| 9/23/2009 | Email this article Print this article | Resident calls 911 on Maplewood candidate Council candidate refutes claims
Derrick Knutson Review staff
Maplewood resident Pat Downs filed a police report last week alleging City Council candidate Dave Hafner made verbal threats against him Sept. 3 after Downs told Hafner to stop putting campaign signs in his yard.
Unneighborly neighbors? Downs told the Maplewood City Council during the meeting's visitor presentations Sept. 14 that he had two run-ins with Hafner, who lives about a block away from him.
Downs said Hafner first stopped at his property about a month ago in an attempt to convince Downs to vote for him.

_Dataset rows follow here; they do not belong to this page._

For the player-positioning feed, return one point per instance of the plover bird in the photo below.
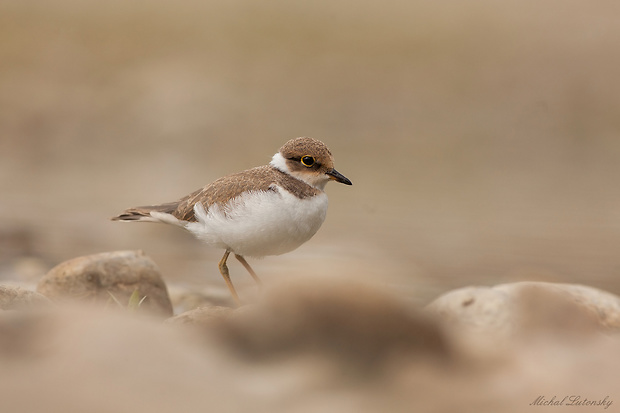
(267, 210)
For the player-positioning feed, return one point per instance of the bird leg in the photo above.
(224, 271)
(250, 270)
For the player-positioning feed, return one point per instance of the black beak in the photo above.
(334, 175)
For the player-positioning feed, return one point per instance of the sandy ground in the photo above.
(481, 137)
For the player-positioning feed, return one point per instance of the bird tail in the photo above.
(151, 213)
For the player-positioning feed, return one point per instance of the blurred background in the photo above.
(482, 137)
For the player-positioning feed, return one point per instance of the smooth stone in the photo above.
(111, 278)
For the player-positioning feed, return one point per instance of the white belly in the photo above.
(260, 223)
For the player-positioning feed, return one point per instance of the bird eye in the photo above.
(308, 161)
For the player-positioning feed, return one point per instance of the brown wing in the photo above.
(221, 191)
(217, 192)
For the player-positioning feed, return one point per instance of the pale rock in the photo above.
(110, 277)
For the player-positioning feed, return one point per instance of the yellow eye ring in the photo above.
(308, 160)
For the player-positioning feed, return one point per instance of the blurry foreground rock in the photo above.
(509, 310)
(15, 298)
(358, 326)
(109, 277)
(304, 347)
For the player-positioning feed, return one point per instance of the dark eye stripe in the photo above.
(314, 165)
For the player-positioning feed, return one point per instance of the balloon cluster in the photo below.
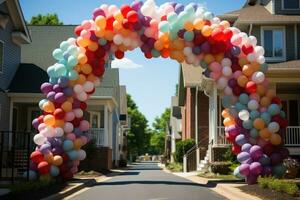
(252, 116)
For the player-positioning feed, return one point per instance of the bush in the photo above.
(174, 167)
(221, 167)
(181, 148)
(278, 185)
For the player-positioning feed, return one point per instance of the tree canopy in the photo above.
(48, 19)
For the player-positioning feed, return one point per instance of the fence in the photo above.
(15, 149)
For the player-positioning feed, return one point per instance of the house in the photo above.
(276, 25)
(107, 107)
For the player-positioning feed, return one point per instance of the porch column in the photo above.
(105, 126)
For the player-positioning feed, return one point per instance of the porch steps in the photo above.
(203, 166)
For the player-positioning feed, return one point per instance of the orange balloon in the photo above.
(265, 133)
(242, 81)
(275, 139)
(259, 124)
(48, 107)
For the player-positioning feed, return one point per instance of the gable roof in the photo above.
(26, 72)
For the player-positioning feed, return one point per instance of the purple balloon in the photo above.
(241, 139)
(68, 92)
(51, 96)
(46, 88)
(256, 152)
(246, 147)
(97, 12)
(255, 168)
(56, 88)
(244, 169)
(243, 157)
(35, 123)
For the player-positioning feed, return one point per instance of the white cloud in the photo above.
(124, 63)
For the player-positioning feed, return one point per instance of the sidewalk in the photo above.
(226, 188)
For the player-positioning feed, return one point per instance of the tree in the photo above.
(138, 136)
(48, 19)
(158, 134)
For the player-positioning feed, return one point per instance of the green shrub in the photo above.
(221, 167)
(174, 167)
(181, 148)
(278, 185)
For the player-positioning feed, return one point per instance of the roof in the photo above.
(21, 32)
(261, 16)
(28, 79)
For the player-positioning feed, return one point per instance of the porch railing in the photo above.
(292, 136)
(221, 139)
(97, 134)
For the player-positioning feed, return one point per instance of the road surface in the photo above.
(146, 181)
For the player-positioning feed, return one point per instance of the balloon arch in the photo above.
(252, 113)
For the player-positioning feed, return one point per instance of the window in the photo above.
(1, 56)
(290, 4)
(273, 40)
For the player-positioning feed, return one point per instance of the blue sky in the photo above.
(150, 82)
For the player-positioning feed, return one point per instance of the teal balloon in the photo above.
(60, 70)
(102, 41)
(239, 107)
(155, 53)
(274, 109)
(266, 117)
(57, 54)
(172, 17)
(73, 155)
(279, 170)
(68, 145)
(64, 45)
(237, 174)
(248, 124)
(73, 75)
(51, 71)
(54, 171)
(254, 133)
(189, 36)
(254, 114)
(244, 98)
(72, 61)
(164, 26)
(32, 175)
(264, 67)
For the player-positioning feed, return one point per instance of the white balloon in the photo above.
(39, 139)
(244, 115)
(253, 104)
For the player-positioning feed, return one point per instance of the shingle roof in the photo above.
(28, 79)
(258, 14)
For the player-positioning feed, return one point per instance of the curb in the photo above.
(71, 190)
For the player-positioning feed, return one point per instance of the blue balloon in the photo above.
(244, 98)
(68, 145)
(54, 171)
(248, 124)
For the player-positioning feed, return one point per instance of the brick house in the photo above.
(276, 25)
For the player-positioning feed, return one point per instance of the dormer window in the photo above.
(291, 4)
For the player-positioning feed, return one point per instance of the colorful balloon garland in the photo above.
(252, 116)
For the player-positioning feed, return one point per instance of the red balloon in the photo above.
(59, 113)
(132, 16)
(78, 30)
(247, 49)
(119, 54)
(36, 157)
(125, 9)
(251, 87)
(43, 167)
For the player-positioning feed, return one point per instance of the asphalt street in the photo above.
(147, 181)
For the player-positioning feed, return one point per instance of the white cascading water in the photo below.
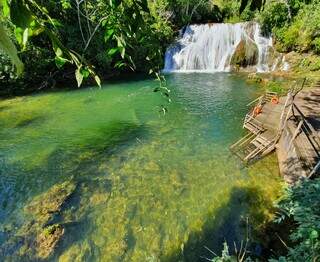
(209, 47)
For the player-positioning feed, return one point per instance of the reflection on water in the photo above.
(145, 186)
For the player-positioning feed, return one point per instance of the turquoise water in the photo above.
(147, 186)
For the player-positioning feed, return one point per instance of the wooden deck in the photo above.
(263, 127)
(292, 126)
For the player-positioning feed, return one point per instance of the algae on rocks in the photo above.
(39, 236)
(246, 54)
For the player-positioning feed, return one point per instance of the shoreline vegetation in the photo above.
(71, 42)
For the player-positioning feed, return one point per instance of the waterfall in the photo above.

Downs said during that episode, he disagreed with assertions Hafner made about other city council candidates, about one of his neighbors and about Maplewood's smoke task force.
"Each time I disagreed with him, he raised his voice until he was screaming out his philosophy at me," he said at the meeting. "I asked him three times to quit yelling, and was told I had to vote for him because he was my neighbor, and only he could save me."
He asserted that Hafner had put his campaign signs in his yard, without Downs' permission, which is a violation of Maplewood's sign code.
Downs said he took Hafner's signs off his property.
During the second incident, on Sept. 3, Downs said he and his 10-year-old grandson were returning home around 9:30 p.m., and, driving into the neighborhood, he spotted Hafner along his property line. He said Hafner appeared to be putting his campaign signs on his neighbors' properties.
"When I told him I objected to him putting signage in my yard earlier, without permission, he demanded his signs back, and called me a thief. My reply was he obviously knew he had put the signage (in the yard), and it was mine now. At that point, he went crazy; yelling, screaming and swearing," Downs told the council.
Downs said he then drove past Hafner to make a U-turn and enter into his driveway.
"He called me a liar and a thief - calling me out of the car to fight. (He said) that I was a chicken not to get out. He chased (my car) down the street, swinging his fist and finger at us, and at this point I stopped and I called 911," Downs reported.
Downs said he was concerned for his own safety, and that of his grandson.
He alleged that Hafner continued to scream at him while he was on the phone with the 911 dispatcher, but then got in his truck and left before police arrived.
At the end of his presentation to the council, Downs said, "This is not the type of person that we need on the council, to sit up here - who, if they don't get their way, they shout and try to intimidate you."
Downs also mailed a letter to Hafner. The letter, drafted by Downs' son, who happens to be an attorney, requests Hafner "have no further contact" with Downs, including "communication by third parties on your behalf."
Police report According to an incident report filed Sept. 4 by the Maplewood Police Department, Downs told the police "David is a 'crazy man' and I do not want anything to do with him, including him being on my property."
The report also states that Downs told police that he thought Hafner was going to attack him through Downs' car window.
The Maplewood officer who filed the report also spoke with Hafner. According to the report, Hafner said he was placing signs in Downs' neighbors' yards, and he had permission from those neighbors.
"If I did place a sign in his yard, it was by accident," Hafner's statement reads in the report.
The report also states that Hafner told police, "Patrick is a dishonest person and a thief."
However, the officer added, Hafner said he did not want to do anything about the missing signs.
Hafner refutes claims In an interview with the Review last Wednesday, Hafner initially didn't want to be quoted and voiced concern about possibly being recorded.
However, agreeing to be quoted, he said he believes Downs' presentation to the council was a set-up by current council members to disparage his reputation on the eve of the primary elections.
"There isn't a word of truth that dribbled out of his (Downs') mouth the whole night," Hafner said.
He called Downs' statements to the council a "new 'new low'" for Maplewood politics.
He added that Downs' statements constitute a gross misdemeanor.
However, Minneapolis attorney Mark Anfinson, one of the state's leading experts in libel law, disagreed with that assertion.
"There is no gross misdemeanor here at all," Anfinson said. "It would be hard for Hafner to successfully sue for civil defamation."
Hafner is on his way to the city council election in November, having come in third of four candidates to make the cut out of 11 primary candidates.